Little Deaths(19)
This last was to Jeff White, who was standing in the doorway holding a couple of sheets of paper. He put them on Friedmann’s desk, waited while he skimmed them. Pete looked around him: at the stacks of files, the shelves of reference books, and then at the huge fish tank on the wall behind Friedmann. Rumor had it that they’d had to double the thickness of the wall, reinforce it so it was strong enough to hold the tank. Pete looked at the fish collecting at the glass, felt they were gathering to watch him. He stared back at their round, unblinking eyes, their open mouths, and shuddered.
Friedmann gave the pages back to White. “Get confirmation. A quote, anything—but something we can print. Then run with it.”
White dismissed, Friedmann leaned back in his chair, pushed Pete’s article aside, steepled his fingers.
“You know what sells papers, kid?”
Pete opened his mouth and Friedmann shook his head.
“Don’t fucking talk when I’m talking. You’ll know when it’s your turn.”
He took a gulp of something from a mug on his desk.

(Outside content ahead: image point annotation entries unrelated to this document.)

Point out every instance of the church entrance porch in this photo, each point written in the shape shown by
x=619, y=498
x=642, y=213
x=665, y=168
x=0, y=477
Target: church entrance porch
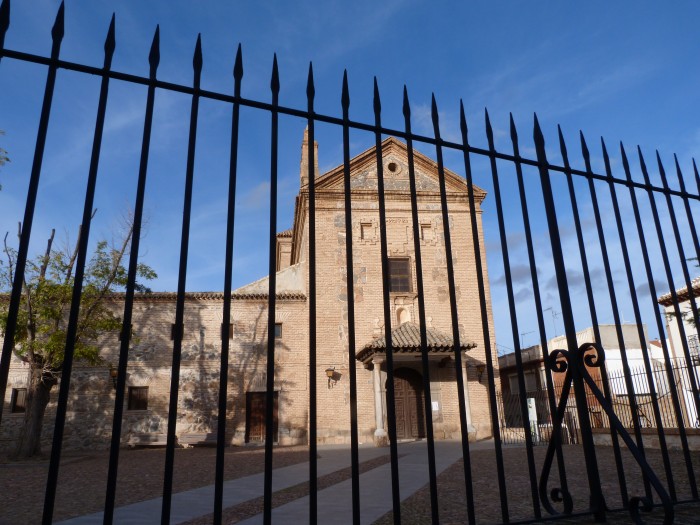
x=255, y=417
x=410, y=413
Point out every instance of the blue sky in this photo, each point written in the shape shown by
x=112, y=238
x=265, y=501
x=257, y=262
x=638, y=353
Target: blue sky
x=624, y=71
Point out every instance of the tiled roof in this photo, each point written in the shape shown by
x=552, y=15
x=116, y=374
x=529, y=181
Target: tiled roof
x=682, y=293
x=406, y=338
x=209, y=296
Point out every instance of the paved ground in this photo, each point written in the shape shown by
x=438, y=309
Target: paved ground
x=82, y=482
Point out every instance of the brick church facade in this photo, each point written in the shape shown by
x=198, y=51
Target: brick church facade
x=146, y=401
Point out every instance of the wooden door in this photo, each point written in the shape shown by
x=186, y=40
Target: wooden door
x=408, y=394
x=255, y=417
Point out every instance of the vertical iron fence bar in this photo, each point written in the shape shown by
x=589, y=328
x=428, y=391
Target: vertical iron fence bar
x=597, y=500
x=679, y=244
x=181, y=289
x=228, y=277
x=592, y=310
x=615, y=309
x=638, y=322
x=672, y=288
x=271, y=295
x=522, y=394
x=484, y=317
x=313, y=413
x=350, y=294
x=384, y=253
x=423, y=328
x=4, y=24
x=153, y=61
x=537, y=295
x=32, y=190
x=688, y=213
x=83, y=237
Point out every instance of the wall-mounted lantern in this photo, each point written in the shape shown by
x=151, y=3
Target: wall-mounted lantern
x=480, y=371
x=333, y=377
x=113, y=372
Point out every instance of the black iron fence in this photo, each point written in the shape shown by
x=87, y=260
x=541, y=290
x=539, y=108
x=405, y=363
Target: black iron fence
x=586, y=267
x=642, y=399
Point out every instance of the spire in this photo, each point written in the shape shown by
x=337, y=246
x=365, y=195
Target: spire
x=304, y=167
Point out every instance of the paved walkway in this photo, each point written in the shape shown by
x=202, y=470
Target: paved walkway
x=334, y=503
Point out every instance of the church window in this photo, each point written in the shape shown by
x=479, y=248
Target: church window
x=18, y=401
x=138, y=398
x=425, y=232
x=399, y=275
x=366, y=231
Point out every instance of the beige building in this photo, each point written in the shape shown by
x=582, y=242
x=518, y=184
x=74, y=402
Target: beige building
x=148, y=382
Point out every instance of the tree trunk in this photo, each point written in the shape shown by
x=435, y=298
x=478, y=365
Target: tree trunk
x=38, y=395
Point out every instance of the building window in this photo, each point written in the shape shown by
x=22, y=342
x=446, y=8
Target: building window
x=366, y=231
x=18, y=400
x=530, y=382
x=399, y=275
x=138, y=398
x=230, y=331
x=425, y=232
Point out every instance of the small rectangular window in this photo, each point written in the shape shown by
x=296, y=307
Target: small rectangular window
x=138, y=398
x=425, y=232
x=230, y=331
x=121, y=333
x=174, y=331
x=18, y=400
x=399, y=275
x=366, y=230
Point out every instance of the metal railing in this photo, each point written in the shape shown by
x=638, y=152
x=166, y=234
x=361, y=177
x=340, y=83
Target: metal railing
x=544, y=175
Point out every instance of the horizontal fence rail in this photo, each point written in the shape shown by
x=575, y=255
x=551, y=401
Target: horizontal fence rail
x=381, y=319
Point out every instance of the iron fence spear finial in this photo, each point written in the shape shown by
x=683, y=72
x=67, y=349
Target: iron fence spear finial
x=275, y=80
x=197, y=60
x=310, y=89
x=584, y=151
x=58, y=30
x=406, y=106
x=606, y=158
x=345, y=96
x=562, y=147
x=463, y=123
x=679, y=172
x=238, y=66
x=539, y=139
x=435, y=117
x=376, y=100
x=625, y=163
x=643, y=166
x=662, y=171
x=154, y=54
x=110, y=43
x=489, y=128
x=4, y=22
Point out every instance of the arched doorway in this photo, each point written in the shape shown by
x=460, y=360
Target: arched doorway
x=408, y=393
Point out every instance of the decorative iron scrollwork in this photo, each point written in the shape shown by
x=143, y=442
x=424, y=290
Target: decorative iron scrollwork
x=592, y=355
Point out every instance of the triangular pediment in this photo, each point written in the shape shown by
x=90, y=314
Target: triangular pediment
x=363, y=172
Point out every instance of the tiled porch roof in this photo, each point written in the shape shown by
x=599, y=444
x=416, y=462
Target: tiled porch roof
x=406, y=339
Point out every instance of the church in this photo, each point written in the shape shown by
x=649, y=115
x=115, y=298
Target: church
x=92, y=397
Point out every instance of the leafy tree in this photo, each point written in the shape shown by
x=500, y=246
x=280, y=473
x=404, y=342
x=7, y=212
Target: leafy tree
x=41, y=330
x=3, y=156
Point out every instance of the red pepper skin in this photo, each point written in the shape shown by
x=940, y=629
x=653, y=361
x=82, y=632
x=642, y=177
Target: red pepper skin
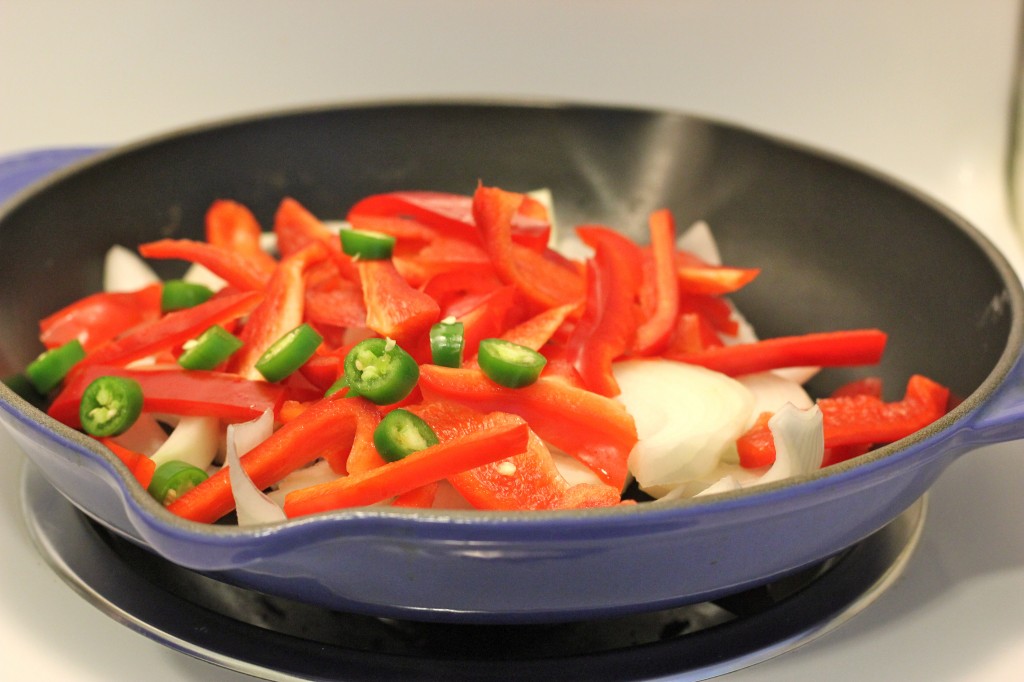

“Stories. Stories sell papers. Stories about shit that happened. Not shit that you’re describing in a fucking essay. Shit. That. Happened. Got that?”
Pete nodded.
“Readers want three things, Wonicke.” He ticked them off on his fingers. “They want to see the money. Or the lack of it. To feel envious, or superior.”
Another finger, bent back. “They want sex. There’s always a hot dame. Or a dame we can work up into hot. There’s always an angle we can use.”
A third finger. “And every story needs a bad guy. Every story needs fear.”
Another swig.
“I’m guessing there ain’t much money on . . . uh . . . 72nd Drive, so you got to play up the sex and the fear. Where’s the sex appeal? Is it the mother? The babysitter? I want a sexy broad. The readers want a sexy broad.”
Pete nodded.
“And the fear: What should they be scared of? What are the neighbors scared of? Is there a maniac out there targeting kids? What did he do to them? Where’s the other one, the boy?”
Pete nodded again and Friedmann leaned forward. “Is there a nut job out there?”
“I . . . uh . . .”
“What do the cops think?”
“I don’t . . .”
“Of course you don’t fucking know. So you find out. Your job is to find out.”
“Right.”
“How you plan on doing that?”
“I asked the cops at the apartment. They weren’t talking.”
Friedmann sighed.
“Who’s the lead detective on this?”
Pete flipped through his notes.
“A Sergeant Devlin.”
“Okay. The—Jesus Christ, what?”
This time it was one of the secretaries who needed him to sign a check. Pete stared again at the fish. At the slow, languid movements, the flickering colors. And then at Friedmann—the wiry gray hair, the glasses with the square black frames. Suddenly the eyes behind them met Pete’s.
“Where were we? The cops. Okay. So your job is to stick with this . . .”
“Devlin.”
“Devlin, right. You find him and you get on his ass. You stick closer to him than his own wife until this case is done. Where does this guy live? What time does he get to work? Where does he park? Where does he get his fucking coffee? Mr. Devlin don’t do shit without you knowing about it. Every place he goes, every conversation he has, you’re half a step behind and you get everything down. Okay?”
Pete nodded, but Friedmann was looking at the report again.
“And the photos. Jesus. The fucking photos are terrible.”
He shoved half a dozen prints across the desk and Pete flipped through them. They were all close-ups of Ruth Malone. His eyes roamed over her long lashes, her thick soft hair, her pouting lips.
Pete looked up, puzzled. Friedmann jabbed the pile with a wide forefinger.
“This is a grieving mother? Where’s the fucking grief? Huh? Where’s the tears? Take Reilly out with you. Tell him to get a shot of her crying, whatever it takes.”
He leaned back, and when Pete didn’t immediately stand to leave, he raised an eyebrow.
“Something you want to ask me?”
“Yeah . . . it’s just—all this that you’re saying about sex appeal and tears and all that . . . don’t you want me just to write the truth? That’s my job, right?”
Friedmann barked a laugh. “Your job is to write what I tell you to write. And I’m telling you how to turn a dead kid into a story. You don’t want to lead on this, I got five good reporters out there I could give it to.”
“I’m leading with this? I’m . . . this is mine?”
Friedmann stood then, took a jar of fish food from a shelf, and sprinkled a pinch on the surface of the tank.
“You like fish, Wonicke?”
Without waiting for a reply, watching the fish pushing up to the surface to feed, he said, “I find them soothing. I look at them and I think—life must be so quiet in there. Everything muffled by the water.”
Still in the same even tone, he said, “Looks like this is your lucky day, Wonicke. Horowitz is on the fraud trial in Manhattan and I just put Lamont on that serial rapist case. And O’Connor has two weeks of his vacation left. You can stay on this story until he’s back.”